Спустя двадцать пять лет я стоял на отвороте вишерской дороги на северной окраине Соликамска. С маленьким сыном, женой и тещей. Автобус уже ушел. Был выходной день, из-за чего я уже третий час не мог поймать ни одной попутки. Светила ночевка в страшноватой гостинице.
И вдруг появился синий ЗИЛ с металлической емкостью в форме кузова. Машина проехала мимо, но вскоре остановилась.
– Слушай, земеля, возьми, пожалуйста, женщин и ребенка, – начал уговаривать я шофера, оценив реальную вместимость кабины, – я с вещами останусь – доберусь как-нибудь.
– Конечно, – кивнул водитель, – давай их сюда.
Потом, стоя у распахнутой дверцы, я попытался объяснить водителю, в каком месте лучше высадить пассажиров, когда приедут в город.
– Не волнуйся, Юра, я довезу их до места, – сказал шофер.
– Извини, парень, – растерялся я, – не узнаю.
Водитель понимающе улыбнулся и тронул машину с места. А я закинул за спину тяжелый рюкзак и направился обратно, к перекрестку. И услышал, что ЗИЛ остановился. Шофер спрыгнул с подножки и медленно, вразвалку пошел в мою сторону, не скрывая насмешливой улыбочки. Мне, конечно, было неловко, что не узнал парня, любопытно, кто такой, но торопить события не стал.
– Сейчас подойдет второй содовоз, а у меня, сам видишь, только два места.
– Да, но он может не остановиться, – вопросительно заметил я.
– Остановится, – с той же улыбочкой возразил он, – проголосуй только.
Так мы стояли несколько секунд, разглядывая друг друга. Потом он повернулся и зашагал к машине уверенной мужской походкой.
Второй содовоз остановился. За рулем сидел знакомый, из старой вишерской гвардии шоферов.
– А кто в первой машине? – спросил я.
– Разве ты не знаешь его? – удивился водитель. – Кажется, в Лагере он жил неподалеку от вас. Это Отто Штеркель!
Вот тебе и «Песнь о вещем Олеге» – из того самого сборника Пушкина: Скажи мне, кудесник, любимец богов, что сбудется в жизни со мною…
Недавно я был в поселке. Давно уже снесли те щитовые домики, в которых мы когда-то жили со своими родителями. Но домик Штеркелей еще стоит.
Знаю, не все смогли благополучно перебежать через свои заторы и трясины. А мне повезло, мне просто очень сильно повезло, что я бегал босиком по одной улице с Отто. А потом дружил с Розой и Магдалиной Декк, которые позднее уехали на свою историческую родину. Где они теперь, дети ссыльных немцев, болгар, татар, греков, армян? В каком это таком далеком Гамбурге?
Шофер из вишерской гвардии держал руки на руле – руки, похожие на карданы. Спокойный и мощный корпус, смуглое лицо, карие глаза, державшие взгляд над капотом. Что-то знакомое, из чего-то далекого, уже, казалось, совсем забытого… Я назвал себя – имя и фамилию, он улыбнулся, весело глянул на меня и тоже представился. И все в мире стало на свои места.
Особенно любил ходить на танцы Колька Бычин – ему, наверное, было лет одиннадцать, а мне десять. Мы шли на «милицейскую горку», поднимавшуюся над Лагерем, с фасадом деревянного кинотеатра, что имел высокую и острую, как вершина ели, крышу и был обшит дощечкой «в елочку». Вокруг стоял сосновый парк, в глубине которого находилась танцплощадка.

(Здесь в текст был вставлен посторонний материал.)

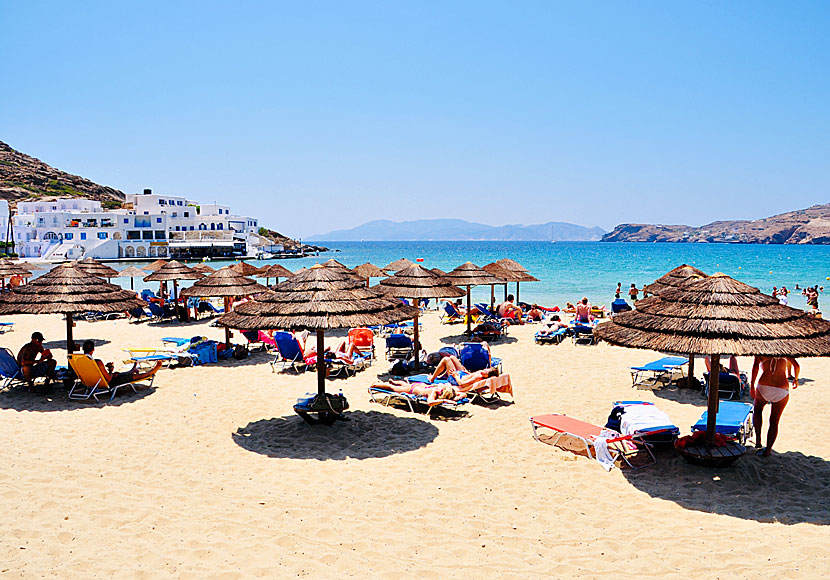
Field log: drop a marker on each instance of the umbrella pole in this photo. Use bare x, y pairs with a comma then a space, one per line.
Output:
469, 316
417, 342
712, 408
321, 363
70, 342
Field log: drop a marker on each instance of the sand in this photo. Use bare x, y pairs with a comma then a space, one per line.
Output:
211, 475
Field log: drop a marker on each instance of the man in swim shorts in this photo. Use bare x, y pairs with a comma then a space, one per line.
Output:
772, 388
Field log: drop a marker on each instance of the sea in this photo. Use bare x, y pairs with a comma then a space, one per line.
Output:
567, 271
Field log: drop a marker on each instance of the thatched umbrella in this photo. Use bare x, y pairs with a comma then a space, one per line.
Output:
275, 271
505, 275
518, 270
131, 273
417, 282
153, 266
245, 269
469, 275
227, 284
68, 290
174, 271
367, 271
398, 265
318, 299
672, 279
203, 268
96, 268
717, 315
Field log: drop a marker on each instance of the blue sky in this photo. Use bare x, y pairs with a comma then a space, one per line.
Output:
323, 115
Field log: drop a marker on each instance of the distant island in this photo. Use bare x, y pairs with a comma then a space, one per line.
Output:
461, 230
805, 226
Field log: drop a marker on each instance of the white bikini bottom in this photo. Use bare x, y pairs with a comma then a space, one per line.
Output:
771, 394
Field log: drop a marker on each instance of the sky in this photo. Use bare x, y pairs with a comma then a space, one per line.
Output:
314, 116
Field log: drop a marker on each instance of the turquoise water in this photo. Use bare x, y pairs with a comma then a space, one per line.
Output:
569, 270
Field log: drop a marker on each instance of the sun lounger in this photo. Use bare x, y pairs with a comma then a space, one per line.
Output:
413, 402
733, 420
730, 387
91, 382
659, 371
604, 445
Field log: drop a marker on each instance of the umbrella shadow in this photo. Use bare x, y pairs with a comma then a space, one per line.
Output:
19, 399
787, 488
367, 434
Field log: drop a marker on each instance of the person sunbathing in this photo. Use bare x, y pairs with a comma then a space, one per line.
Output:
435, 394
121, 378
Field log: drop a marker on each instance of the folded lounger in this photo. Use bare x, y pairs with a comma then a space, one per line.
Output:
734, 420
604, 445
413, 402
659, 371
475, 357
91, 382
555, 337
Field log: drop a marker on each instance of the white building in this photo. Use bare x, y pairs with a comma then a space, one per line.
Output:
147, 225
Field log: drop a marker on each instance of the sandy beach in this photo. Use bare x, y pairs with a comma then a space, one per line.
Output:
211, 475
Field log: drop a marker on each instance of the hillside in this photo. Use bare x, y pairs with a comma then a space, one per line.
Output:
461, 230
24, 178
806, 226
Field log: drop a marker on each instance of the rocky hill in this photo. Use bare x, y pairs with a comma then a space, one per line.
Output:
24, 178
806, 226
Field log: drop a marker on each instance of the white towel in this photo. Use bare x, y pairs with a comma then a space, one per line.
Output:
603, 455
638, 417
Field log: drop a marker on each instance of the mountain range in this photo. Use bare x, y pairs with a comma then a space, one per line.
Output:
461, 230
804, 226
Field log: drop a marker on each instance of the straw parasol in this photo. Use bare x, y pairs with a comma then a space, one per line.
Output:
673, 278
275, 271
203, 268
417, 282
398, 265
225, 283
505, 275
716, 315
96, 268
367, 271
469, 275
68, 290
245, 269
131, 272
318, 299
174, 271
517, 269
153, 266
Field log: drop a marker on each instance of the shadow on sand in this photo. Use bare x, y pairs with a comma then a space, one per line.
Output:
788, 488
365, 435
20, 399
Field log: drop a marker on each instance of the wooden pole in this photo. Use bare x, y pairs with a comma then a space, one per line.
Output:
712, 408
321, 362
70, 342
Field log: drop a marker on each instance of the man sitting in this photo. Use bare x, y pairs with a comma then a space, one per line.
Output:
33, 367
114, 379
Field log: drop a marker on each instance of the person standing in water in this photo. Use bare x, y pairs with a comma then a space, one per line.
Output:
772, 388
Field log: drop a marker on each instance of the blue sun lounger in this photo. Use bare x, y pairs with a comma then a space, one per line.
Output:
733, 420
661, 370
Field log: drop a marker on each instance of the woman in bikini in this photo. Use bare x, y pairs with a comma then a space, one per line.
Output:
773, 388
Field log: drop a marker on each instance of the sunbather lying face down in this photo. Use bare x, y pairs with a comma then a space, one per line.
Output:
435, 394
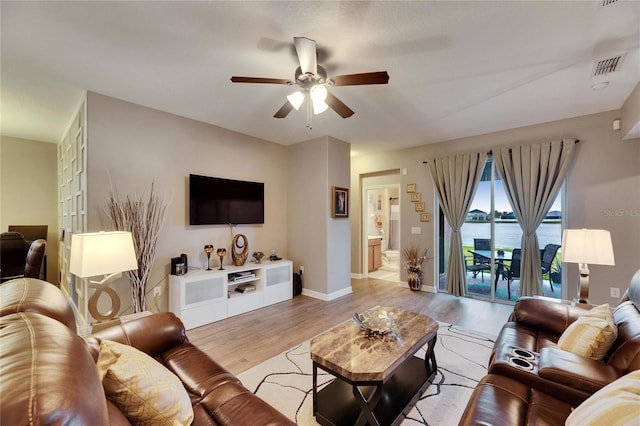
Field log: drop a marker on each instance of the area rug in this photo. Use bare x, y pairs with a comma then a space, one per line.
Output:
285, 381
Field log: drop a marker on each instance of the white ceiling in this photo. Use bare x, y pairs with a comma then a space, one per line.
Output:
456, 68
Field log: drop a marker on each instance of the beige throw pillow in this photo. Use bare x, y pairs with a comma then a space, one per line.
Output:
618, 404
142, 388
592, 334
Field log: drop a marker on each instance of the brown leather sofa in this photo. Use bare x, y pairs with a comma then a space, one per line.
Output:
49, 375
557, 381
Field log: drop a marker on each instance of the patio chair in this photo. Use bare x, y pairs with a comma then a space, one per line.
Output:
546, 259
511, 272
479, 264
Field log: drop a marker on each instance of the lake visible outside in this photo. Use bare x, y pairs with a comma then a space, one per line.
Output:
509, 234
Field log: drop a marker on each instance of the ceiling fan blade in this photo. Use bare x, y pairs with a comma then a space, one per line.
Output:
284, 111
307, 55
338, 106
236, 79
379, 77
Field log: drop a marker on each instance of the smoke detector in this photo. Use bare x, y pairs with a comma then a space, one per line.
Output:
607, 65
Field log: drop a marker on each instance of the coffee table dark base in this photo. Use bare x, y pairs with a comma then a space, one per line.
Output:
337, 405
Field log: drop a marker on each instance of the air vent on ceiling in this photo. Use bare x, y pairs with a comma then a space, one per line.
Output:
605, 3
606, 66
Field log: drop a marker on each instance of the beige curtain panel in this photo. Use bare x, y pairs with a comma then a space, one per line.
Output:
456, 179
532, 176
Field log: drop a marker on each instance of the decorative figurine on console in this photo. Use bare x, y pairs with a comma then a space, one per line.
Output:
258, 255
239, 250
274, 255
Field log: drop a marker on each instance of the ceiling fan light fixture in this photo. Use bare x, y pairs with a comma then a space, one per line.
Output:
319, 107
296, 99
318, 93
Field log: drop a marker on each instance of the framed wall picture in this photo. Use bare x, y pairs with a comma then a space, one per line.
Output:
340, 202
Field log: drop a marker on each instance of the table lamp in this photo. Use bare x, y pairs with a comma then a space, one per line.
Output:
583, 246
102, 253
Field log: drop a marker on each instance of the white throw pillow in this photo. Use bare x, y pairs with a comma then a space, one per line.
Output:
592, 334
142, 388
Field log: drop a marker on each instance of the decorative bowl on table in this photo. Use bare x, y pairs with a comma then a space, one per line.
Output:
377, 322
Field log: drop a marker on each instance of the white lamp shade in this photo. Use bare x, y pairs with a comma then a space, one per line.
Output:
296, 99
591, 246
102, 253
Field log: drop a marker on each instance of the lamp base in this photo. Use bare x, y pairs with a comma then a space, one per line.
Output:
583, 284
103, 287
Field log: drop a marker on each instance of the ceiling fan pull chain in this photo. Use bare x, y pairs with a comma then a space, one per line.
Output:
309, 114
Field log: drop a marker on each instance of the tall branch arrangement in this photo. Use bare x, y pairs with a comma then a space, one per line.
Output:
143, 216
414, 258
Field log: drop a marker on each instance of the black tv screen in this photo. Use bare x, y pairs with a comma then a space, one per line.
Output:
216, 201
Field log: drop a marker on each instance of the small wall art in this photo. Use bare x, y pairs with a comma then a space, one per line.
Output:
340, 202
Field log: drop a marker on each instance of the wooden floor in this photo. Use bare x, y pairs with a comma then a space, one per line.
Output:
243, 341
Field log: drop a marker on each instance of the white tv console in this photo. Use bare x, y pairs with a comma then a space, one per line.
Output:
201, 297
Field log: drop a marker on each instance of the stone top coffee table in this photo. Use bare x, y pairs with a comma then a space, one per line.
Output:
379, 379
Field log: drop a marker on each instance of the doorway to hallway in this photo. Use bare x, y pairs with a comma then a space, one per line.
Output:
381, 227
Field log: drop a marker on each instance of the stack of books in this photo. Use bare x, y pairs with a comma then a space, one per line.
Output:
245, 288
237, 277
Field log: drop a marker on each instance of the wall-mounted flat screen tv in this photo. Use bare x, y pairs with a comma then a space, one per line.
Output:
217, 201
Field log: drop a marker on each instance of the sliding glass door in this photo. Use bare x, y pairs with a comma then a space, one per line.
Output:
491, 238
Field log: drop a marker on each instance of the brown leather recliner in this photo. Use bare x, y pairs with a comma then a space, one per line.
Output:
13, 252
21, 258
49, 375
558, 380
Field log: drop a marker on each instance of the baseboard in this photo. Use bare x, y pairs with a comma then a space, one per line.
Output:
327, 297
426, 289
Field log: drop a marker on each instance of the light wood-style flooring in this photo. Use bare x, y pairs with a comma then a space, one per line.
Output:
243, 341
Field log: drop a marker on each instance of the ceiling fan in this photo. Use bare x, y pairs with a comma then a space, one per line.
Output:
312, 80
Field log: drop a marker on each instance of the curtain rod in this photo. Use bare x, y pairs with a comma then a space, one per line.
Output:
490, 152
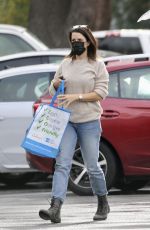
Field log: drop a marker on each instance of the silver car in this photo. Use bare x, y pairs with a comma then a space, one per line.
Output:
16, 39
19, 88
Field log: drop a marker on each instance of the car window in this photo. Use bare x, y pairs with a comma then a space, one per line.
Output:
10, 44
135, 83
27, 87
113, 85
124, 45
56, 58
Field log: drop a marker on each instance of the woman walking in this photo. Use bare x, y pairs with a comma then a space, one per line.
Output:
86, 84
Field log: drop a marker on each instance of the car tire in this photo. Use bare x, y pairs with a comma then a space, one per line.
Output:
79, 180
131, 185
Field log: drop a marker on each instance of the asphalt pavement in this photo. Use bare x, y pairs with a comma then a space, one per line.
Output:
19, 210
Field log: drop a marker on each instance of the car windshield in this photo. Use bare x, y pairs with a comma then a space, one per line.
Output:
11, 44
124, 45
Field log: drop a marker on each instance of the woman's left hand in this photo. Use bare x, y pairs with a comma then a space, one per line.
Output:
67, 99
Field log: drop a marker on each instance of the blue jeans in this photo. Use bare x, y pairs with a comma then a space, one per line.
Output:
88, 135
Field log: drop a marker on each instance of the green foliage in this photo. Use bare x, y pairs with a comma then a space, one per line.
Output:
14, 12
127, 12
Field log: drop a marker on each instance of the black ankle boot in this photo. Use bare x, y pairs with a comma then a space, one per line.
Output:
53, 213
102, 209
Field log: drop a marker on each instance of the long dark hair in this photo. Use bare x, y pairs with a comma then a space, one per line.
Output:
87, 33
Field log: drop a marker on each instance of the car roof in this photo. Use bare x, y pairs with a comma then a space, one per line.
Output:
127, 58
121, 32
28, 69
60, 52
12, 28
129, 65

И вот мы сидим воробьиным рядком на вершине забора. Подтягиваются люди, несемейная молодежь: девчонки в приталенных ситцевых платьях, парнишки в пиджачках и «корах» двигаются «лондонским затяжным»… А мы знаем, кого ждем, и вот появляются они, группа пацанов из бараков сангородка: в центре двое смуглых парней в белых рубашечках. Один из них невнимательно достает из пачки сигарету, и та выскальзывает из пальцев на землю. Колька Бычин, воробей, ястребом падает на нее с забора, поднимает и гордо подает ее смуглому парню. Но тот едва кивает головой: бери себе. Достает вторую сигарету и шествует во главе процессии дальше. Начинаются танцы: звучит музыка, фокстрот, парочки удаляются в темнеющие сосны. А мы терпеливо ждем – скоро начнется…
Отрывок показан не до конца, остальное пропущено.